China inflation picks up but threats on hold – for now
Higher prices have stoked fears of inflationary risks but the increases could lose steam in the absence of underlying demand, economists say
Consumer inflation raced to its highest level in China in nearly three years last month, but the world’s second-biggest economy is not facing a major inflationary threat – at least for now, analysts say.
The National Bureau of Statistics said on Tuesday that the consumer price index jumped 2.5 per cent last month – its highest level since May 2014.
At the same time, the producer price index rose 6.9 per cent, its highest level in five years and above the rate of economic growth.
Higher inflation generally leads to tighter monetary policy to control price rises.
The central bank has already sought to head off financial risks and the threat of asset bubbles from those rises by telling lenders to rein in credit.
There are signs the orders are working, with new bank loans in January coming in at a lower-than-expected 2 trillion yuan (HK$2.25 trillion).
Liu Xuezhi, an economist with Bank of Communications in Shanghai, said January’s price surge might lose steam in coming months.
The authorities had tried to cut excess capacity in some areas and this “will affect product prices in some sectors, but the impact on industry as a whole will be limited”, Liu said.
NBS official Sheng Guoqing attributed the price rises in January to the Lunar New Year holiday and oil prices.
As families came together over the festive season, pork prices were up 7.1 per cent year on year in January while the price of fruit increased 4.8 per cent.
Transport and tourism charges also jumped 9.9 per cent.
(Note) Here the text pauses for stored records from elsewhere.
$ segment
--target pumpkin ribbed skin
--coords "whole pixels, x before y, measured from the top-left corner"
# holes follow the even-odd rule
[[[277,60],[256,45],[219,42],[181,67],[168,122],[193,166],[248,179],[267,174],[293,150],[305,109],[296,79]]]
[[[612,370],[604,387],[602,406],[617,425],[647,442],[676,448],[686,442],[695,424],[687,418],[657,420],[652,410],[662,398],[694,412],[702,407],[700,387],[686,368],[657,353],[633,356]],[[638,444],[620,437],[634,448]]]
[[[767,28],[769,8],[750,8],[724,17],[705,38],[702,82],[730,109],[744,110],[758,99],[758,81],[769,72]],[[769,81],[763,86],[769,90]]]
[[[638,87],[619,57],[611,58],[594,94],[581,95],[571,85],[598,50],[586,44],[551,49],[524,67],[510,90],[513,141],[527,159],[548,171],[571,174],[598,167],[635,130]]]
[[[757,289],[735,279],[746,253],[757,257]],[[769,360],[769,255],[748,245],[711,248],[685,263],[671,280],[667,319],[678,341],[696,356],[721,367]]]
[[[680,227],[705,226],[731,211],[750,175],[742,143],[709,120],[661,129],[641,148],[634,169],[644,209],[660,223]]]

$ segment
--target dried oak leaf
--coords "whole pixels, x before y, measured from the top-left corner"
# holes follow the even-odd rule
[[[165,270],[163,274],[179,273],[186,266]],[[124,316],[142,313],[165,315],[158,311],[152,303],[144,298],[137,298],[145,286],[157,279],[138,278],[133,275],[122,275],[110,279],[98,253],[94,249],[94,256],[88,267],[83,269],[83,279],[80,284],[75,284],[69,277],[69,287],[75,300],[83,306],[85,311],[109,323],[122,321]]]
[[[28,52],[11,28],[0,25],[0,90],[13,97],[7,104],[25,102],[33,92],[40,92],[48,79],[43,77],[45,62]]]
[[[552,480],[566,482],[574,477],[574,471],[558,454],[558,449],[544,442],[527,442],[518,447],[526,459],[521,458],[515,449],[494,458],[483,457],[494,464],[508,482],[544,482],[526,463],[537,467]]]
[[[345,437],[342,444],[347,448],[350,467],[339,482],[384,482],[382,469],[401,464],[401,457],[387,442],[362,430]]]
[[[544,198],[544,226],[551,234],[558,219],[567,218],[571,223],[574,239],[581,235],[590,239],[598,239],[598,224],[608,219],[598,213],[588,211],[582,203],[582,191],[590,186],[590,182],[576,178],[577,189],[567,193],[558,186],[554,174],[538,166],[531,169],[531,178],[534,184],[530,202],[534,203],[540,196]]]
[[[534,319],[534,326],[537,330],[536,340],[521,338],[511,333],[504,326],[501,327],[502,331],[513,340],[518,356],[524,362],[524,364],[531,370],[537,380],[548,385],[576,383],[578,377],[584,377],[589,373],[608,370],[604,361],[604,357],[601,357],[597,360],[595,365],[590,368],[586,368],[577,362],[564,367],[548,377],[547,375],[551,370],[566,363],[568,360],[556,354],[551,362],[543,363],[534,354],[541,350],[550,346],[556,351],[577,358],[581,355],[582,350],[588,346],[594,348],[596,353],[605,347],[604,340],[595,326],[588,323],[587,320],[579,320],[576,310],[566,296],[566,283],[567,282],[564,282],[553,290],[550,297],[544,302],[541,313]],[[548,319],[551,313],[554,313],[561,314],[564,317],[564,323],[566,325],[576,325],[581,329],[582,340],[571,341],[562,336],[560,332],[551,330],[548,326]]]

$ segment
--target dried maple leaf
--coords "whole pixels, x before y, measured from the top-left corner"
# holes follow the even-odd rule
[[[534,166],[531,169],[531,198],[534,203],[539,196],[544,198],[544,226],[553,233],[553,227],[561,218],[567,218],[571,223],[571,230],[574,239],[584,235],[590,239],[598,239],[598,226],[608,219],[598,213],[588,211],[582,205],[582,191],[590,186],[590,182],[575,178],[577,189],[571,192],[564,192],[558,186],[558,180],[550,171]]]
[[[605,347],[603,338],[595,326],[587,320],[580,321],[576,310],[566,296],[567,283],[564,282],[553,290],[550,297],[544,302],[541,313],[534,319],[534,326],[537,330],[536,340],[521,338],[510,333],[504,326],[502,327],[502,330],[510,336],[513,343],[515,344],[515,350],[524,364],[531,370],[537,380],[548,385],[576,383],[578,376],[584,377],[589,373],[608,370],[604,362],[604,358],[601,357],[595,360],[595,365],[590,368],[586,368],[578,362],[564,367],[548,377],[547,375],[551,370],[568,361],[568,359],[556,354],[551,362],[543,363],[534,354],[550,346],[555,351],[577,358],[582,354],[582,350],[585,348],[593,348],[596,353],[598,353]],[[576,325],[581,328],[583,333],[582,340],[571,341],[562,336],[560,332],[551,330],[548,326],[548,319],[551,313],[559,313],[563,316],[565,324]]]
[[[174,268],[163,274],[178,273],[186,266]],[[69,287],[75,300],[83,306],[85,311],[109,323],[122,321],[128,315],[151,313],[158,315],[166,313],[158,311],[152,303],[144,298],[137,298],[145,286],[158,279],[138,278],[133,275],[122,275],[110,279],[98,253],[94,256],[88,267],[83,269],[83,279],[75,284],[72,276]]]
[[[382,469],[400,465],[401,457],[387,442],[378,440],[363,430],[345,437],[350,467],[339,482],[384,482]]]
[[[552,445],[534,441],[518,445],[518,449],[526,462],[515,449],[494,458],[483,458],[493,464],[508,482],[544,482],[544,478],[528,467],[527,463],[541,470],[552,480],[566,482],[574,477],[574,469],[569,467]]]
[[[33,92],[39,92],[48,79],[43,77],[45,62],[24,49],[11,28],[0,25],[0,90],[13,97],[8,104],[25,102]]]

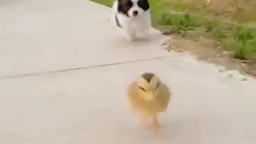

Diesel and petrol prices jumped around 5 per cent year on year amid the rebound in international crude oil prices.
Commerzbank senior emerging markets economist Zhou Hao said the rise in factory-gate prices reflected the government’s proactive fiscal policies and there was no significant flow-on effect from PPI to consumer inflation yet.
ING chief Asia economist Tim Condon said the data did not have any implications for monetary policy conditions.
“The authorities have taken a wait-and-see attitude to check if it is a one-off factor or lasting inflation,” he said.
Condon said the big bounce from food and travel prices in January would recede in the months ahead and oil prices, which feed through to transport prices, were unlikely to go much higher.
“March will probably be the last month we get really a big increase coming through from oil … We could be close to the peak of PPI inflation,” Condon said.
According to ING projections, oil prices could fall to US$45 a barrel by the end of this year because there is no fundamental support.
Morgan Stanley Huaxin Securities chief economist Zhang Jun agreed, saying price hikes are “not supported by end-user demand, not to mention the risk of an economic slowdown”.
“China’s major threats are still capital outflows and yuan depreciation amid the [US Federal Reserve’s] rate hike, domestic asset bubbles and structural imbalances,” Zhang said.